Dettagli
- Classificazione
- Quadro clinico
- Terapia
Osteogenesi imperfetta
- L’osteogenesi imperfetta (OI) comprende un gruppo eterogeneo di disordini ereditari del tessuto connettivo, caratterizzato da fragilità ossea e altri elementi di disfunzione connettivale. I pazienti affetti sono soggetti a fratture in seguito a traumi di minima entità. Gli altri principali segni clinici sono rappresentati da osteopenia, ipostaturalità, progressive deformità scheletriche, sclere blu, dentinogenesi imperfetta, lassità legamentosa e sordità.
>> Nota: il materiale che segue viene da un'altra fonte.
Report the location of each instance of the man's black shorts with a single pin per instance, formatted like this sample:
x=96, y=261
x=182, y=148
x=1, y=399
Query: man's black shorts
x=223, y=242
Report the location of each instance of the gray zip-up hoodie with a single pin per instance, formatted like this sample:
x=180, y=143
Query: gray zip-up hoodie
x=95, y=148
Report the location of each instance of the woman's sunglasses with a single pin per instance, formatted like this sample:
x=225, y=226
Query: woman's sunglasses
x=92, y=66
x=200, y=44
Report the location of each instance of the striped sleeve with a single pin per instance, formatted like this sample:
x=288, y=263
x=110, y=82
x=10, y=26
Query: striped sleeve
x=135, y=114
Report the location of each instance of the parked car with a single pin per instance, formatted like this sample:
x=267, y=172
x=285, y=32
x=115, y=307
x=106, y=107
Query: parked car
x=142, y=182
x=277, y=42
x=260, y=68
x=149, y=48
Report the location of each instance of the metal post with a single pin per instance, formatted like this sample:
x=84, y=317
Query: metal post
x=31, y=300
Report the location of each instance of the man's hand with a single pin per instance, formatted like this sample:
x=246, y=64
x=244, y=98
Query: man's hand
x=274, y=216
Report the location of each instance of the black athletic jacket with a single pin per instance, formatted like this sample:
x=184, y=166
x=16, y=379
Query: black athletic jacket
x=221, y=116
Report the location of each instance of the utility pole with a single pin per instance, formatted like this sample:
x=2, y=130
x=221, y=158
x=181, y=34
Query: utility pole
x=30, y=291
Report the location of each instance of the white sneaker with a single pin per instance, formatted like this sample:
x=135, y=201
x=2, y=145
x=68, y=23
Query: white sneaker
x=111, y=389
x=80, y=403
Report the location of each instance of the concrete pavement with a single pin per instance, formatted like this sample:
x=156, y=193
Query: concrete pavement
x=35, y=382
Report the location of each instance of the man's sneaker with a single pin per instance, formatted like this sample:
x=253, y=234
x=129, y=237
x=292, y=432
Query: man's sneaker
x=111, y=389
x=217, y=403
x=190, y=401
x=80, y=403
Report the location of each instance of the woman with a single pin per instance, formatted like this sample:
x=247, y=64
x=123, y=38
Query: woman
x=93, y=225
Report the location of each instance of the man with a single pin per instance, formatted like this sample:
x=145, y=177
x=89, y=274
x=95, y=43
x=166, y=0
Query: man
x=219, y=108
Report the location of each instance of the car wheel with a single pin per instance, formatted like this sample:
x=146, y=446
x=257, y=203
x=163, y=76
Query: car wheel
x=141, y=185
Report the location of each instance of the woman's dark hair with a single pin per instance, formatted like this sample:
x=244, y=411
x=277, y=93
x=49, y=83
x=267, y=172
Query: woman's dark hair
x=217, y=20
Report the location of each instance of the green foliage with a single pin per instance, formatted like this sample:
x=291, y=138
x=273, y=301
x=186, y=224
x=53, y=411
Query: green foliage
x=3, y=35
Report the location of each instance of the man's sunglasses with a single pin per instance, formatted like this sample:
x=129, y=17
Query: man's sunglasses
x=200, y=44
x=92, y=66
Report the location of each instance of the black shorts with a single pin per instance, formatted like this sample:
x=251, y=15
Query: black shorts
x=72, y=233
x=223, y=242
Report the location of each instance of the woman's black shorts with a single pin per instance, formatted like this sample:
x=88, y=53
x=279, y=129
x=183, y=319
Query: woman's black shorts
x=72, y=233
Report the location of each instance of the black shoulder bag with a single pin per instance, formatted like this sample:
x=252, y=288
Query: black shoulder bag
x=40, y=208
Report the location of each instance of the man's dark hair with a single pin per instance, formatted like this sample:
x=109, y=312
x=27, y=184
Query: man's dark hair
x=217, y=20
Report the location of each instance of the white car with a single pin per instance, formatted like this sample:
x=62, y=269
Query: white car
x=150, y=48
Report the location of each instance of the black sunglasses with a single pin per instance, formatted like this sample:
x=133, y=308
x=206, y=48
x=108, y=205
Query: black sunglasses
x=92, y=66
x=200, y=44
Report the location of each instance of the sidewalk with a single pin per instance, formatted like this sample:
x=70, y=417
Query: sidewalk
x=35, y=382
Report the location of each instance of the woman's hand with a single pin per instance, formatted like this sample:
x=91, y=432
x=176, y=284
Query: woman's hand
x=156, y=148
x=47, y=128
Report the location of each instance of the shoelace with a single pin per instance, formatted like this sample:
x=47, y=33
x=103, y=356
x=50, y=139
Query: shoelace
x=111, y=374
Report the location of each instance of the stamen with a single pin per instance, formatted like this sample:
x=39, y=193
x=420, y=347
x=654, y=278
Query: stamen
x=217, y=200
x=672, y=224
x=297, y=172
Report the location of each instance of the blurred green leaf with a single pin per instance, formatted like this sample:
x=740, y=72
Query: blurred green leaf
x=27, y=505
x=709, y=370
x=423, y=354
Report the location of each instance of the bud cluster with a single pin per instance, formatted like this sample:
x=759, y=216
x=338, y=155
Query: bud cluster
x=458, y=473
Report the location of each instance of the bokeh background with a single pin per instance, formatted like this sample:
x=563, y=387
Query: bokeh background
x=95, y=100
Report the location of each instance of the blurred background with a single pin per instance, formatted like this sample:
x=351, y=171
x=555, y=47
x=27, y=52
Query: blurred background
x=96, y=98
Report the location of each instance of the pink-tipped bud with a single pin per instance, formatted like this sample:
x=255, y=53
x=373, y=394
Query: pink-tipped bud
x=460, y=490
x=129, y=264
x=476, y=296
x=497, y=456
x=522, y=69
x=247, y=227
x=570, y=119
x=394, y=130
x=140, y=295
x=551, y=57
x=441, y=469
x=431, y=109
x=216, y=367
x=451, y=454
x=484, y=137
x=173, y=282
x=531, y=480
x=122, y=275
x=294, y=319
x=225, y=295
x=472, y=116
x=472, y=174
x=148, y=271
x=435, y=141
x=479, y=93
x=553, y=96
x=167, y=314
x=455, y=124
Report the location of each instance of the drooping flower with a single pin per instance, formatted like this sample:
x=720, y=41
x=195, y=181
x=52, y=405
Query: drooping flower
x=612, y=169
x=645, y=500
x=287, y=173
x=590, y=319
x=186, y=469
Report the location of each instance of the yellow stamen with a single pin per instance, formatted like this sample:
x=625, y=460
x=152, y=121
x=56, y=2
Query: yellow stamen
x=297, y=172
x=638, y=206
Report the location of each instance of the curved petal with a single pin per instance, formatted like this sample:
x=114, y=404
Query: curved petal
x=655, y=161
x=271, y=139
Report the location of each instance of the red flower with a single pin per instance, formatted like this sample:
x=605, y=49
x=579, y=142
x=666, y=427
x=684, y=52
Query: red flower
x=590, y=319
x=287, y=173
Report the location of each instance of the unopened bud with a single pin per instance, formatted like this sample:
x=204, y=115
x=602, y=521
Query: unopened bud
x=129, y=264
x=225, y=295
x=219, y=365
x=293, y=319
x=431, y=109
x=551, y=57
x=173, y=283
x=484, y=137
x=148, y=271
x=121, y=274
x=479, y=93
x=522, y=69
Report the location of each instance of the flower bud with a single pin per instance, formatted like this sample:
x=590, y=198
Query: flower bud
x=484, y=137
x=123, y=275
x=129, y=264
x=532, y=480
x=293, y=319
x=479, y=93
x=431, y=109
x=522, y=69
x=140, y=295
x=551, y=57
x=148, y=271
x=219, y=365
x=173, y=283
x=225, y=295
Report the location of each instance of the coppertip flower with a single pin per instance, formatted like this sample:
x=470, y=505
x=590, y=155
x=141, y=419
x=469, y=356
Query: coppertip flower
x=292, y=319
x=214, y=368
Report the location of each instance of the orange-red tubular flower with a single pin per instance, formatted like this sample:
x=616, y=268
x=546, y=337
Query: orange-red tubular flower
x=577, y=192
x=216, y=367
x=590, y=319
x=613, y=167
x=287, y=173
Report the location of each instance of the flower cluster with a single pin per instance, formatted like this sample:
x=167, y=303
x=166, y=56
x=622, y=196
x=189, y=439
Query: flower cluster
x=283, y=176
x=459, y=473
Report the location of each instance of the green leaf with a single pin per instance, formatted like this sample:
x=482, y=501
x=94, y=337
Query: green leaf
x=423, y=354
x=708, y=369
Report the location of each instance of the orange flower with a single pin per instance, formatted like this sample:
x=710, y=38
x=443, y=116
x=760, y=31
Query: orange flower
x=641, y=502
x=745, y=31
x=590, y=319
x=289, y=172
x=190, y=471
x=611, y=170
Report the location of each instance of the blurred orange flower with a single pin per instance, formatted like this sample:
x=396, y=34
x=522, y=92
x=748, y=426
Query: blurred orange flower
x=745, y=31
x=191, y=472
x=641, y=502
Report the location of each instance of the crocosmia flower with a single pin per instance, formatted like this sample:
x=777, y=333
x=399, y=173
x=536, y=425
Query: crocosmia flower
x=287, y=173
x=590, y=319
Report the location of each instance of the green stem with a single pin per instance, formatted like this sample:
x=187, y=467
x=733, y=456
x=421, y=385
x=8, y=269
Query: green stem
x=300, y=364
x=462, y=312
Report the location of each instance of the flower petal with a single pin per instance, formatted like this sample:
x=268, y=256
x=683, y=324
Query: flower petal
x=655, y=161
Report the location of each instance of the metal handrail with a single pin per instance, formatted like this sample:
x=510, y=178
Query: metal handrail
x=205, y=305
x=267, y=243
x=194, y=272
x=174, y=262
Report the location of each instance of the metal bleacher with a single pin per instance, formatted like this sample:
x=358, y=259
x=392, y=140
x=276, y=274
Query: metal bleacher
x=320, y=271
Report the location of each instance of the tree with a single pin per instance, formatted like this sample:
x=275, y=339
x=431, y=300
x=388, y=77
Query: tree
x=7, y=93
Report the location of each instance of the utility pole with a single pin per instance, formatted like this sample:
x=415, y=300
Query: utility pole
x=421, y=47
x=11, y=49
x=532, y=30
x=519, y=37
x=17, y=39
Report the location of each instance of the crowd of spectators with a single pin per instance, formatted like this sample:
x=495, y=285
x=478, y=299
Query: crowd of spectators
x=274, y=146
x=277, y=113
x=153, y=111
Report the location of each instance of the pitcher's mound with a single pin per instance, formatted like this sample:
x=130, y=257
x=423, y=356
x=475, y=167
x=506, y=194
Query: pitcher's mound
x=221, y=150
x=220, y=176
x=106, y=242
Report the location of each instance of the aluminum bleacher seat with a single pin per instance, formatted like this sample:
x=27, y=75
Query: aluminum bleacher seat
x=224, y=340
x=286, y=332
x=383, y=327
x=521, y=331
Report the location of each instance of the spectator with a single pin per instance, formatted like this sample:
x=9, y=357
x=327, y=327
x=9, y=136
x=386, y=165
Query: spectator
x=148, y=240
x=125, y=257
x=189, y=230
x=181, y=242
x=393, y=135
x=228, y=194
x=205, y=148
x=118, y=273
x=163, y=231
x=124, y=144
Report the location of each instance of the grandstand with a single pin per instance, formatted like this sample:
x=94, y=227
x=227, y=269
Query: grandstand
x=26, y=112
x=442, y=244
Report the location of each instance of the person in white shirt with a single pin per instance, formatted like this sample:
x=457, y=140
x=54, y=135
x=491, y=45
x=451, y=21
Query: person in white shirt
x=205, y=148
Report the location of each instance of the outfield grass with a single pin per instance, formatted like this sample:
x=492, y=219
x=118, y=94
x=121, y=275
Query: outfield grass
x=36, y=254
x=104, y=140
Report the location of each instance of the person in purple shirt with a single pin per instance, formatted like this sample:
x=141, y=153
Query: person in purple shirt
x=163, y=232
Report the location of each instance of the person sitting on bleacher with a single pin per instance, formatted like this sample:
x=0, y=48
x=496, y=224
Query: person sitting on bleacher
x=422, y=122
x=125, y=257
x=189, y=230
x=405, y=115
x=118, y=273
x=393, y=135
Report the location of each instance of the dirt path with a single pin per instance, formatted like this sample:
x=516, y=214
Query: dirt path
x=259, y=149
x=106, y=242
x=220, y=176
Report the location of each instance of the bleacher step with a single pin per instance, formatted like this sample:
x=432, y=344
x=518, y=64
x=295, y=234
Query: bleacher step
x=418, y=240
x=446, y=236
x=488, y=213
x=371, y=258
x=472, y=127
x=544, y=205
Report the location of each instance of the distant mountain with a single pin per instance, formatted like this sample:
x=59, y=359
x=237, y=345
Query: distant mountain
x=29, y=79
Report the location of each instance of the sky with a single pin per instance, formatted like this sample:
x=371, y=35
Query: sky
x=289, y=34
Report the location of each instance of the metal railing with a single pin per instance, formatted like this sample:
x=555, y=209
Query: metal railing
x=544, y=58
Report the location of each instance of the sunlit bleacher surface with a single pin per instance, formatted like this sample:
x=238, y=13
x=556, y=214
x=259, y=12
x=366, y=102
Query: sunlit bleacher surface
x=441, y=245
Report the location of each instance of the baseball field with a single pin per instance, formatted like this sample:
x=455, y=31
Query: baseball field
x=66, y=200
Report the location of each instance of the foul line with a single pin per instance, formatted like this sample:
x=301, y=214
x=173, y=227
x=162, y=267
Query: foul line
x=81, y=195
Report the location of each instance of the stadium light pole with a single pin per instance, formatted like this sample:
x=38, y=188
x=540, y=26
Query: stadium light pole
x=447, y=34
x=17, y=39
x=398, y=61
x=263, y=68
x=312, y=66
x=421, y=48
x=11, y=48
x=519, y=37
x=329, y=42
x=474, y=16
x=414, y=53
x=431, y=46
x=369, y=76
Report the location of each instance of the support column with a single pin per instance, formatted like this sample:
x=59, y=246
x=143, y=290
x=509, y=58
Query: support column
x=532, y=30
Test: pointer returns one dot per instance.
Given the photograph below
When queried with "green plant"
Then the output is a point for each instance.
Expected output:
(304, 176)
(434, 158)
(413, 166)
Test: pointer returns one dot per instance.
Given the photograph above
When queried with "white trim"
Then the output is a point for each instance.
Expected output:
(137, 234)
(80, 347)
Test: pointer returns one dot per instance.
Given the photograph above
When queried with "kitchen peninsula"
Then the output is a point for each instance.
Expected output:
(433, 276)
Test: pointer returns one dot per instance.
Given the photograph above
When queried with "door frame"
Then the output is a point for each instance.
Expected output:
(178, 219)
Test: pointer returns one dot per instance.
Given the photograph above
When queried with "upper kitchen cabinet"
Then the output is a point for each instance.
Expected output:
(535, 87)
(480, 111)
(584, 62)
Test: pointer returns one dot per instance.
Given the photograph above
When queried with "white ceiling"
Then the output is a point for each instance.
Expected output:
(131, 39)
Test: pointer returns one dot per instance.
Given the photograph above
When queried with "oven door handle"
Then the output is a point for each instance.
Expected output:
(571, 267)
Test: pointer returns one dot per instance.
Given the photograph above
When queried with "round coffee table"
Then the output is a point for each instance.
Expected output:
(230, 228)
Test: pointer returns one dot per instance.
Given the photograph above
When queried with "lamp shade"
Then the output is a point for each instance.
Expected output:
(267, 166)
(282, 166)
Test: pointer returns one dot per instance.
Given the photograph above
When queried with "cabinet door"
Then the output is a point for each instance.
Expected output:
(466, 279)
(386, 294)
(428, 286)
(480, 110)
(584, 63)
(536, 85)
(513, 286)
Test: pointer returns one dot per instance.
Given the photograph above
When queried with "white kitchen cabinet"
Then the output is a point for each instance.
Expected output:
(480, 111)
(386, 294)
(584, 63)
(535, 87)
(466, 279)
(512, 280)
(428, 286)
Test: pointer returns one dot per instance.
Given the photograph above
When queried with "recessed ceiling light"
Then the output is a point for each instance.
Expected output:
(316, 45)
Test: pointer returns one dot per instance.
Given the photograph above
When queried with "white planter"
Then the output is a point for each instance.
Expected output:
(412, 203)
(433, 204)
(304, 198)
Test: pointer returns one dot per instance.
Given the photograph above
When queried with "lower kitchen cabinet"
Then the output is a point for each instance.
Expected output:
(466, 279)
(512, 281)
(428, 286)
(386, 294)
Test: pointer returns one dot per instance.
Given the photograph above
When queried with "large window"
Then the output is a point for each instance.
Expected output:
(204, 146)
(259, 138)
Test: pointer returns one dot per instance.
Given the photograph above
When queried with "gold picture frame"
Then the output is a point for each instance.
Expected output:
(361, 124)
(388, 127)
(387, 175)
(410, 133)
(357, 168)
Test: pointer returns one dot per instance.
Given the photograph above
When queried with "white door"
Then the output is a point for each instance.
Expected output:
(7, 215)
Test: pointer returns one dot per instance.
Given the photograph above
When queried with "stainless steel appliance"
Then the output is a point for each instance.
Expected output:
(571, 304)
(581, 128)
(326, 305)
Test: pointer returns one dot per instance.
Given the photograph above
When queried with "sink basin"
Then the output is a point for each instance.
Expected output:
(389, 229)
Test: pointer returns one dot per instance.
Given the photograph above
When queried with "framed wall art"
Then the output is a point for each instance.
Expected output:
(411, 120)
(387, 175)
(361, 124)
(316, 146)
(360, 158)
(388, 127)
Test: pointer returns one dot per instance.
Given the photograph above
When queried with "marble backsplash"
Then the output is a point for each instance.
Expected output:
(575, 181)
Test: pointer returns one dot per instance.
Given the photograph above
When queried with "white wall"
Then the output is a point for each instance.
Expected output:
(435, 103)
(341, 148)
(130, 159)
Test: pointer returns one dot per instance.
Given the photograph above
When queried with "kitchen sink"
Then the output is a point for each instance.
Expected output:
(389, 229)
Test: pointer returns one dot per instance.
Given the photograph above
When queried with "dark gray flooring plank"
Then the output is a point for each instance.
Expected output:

- È una malattia rara con una prevalenza stimata in 0,5-1 caso ogni 10.000 nati.
Classificazione
- Questa malattia è stata classificata in base ad aspetti clinici, radiologici e genetici in quattro sottotipi principali da Sillence (Tabella 01), mentre studi più recenti ne individuano addirittura sette entità distinte. Tuttavia, per un così ampio spettro di variabilità molecolare e di espressività clinica, qualsiasi tentativo di classificazione risulta ancora incompleto o impreciso.
Tabella 01
Tabella 01: Classificazione di sillence dell’osteogenesi imperfetta.
Quadro clinico
- Presenta un’ampia eterogeneità anatomo-clinica, che va da forme letali in epoca perinatale (caratterizzate da una statura estremamente bassa e importanti deformità ossee) a quadri in cui è presente solo una fragilità scheletrica con diminuzione della massa ossea, a forme molto lievi che possono eludere l’individuazione clinica.
- Quasi tutti i casi di OI sono causati da una condizione di eterozigosi di mutazioni dominanti a carico di uno dei due geni localizzati sui cromosomi 17 e 7, codificanti rispettivamente per le catene pro-a1 e pro-a2, elementi costitutivi del collagene di tipo I. Questo rappresenta la principale proteina strutturale del tessuto connettivo, in particolare della matrice extracellulare dell’osso, della cute, dei tendini e dei denti.
- Alcune mutazioni danno luogo alla formazione di un collagene di tipo I qualitativamente alterato, evenienza in relazione con i casi più gravi di OI; altre invece non modificano la struttura del collagene di tipo I, ma ne riducono la sintesi, dando luogo a un difetto di tipo quantitativo.
Terapia
- Il trattamento per le forme lievi mira a educare il paziente ad assumere abitudini che gli garantiscano una qualità di vita normale, mentre per le forme più gravi vengono praticati interventi chirurgici con infibuli endomidollari (tradizionali, telescopici o elastici) per ridurre il rischio di frattura e consentire una normale vita di relazione.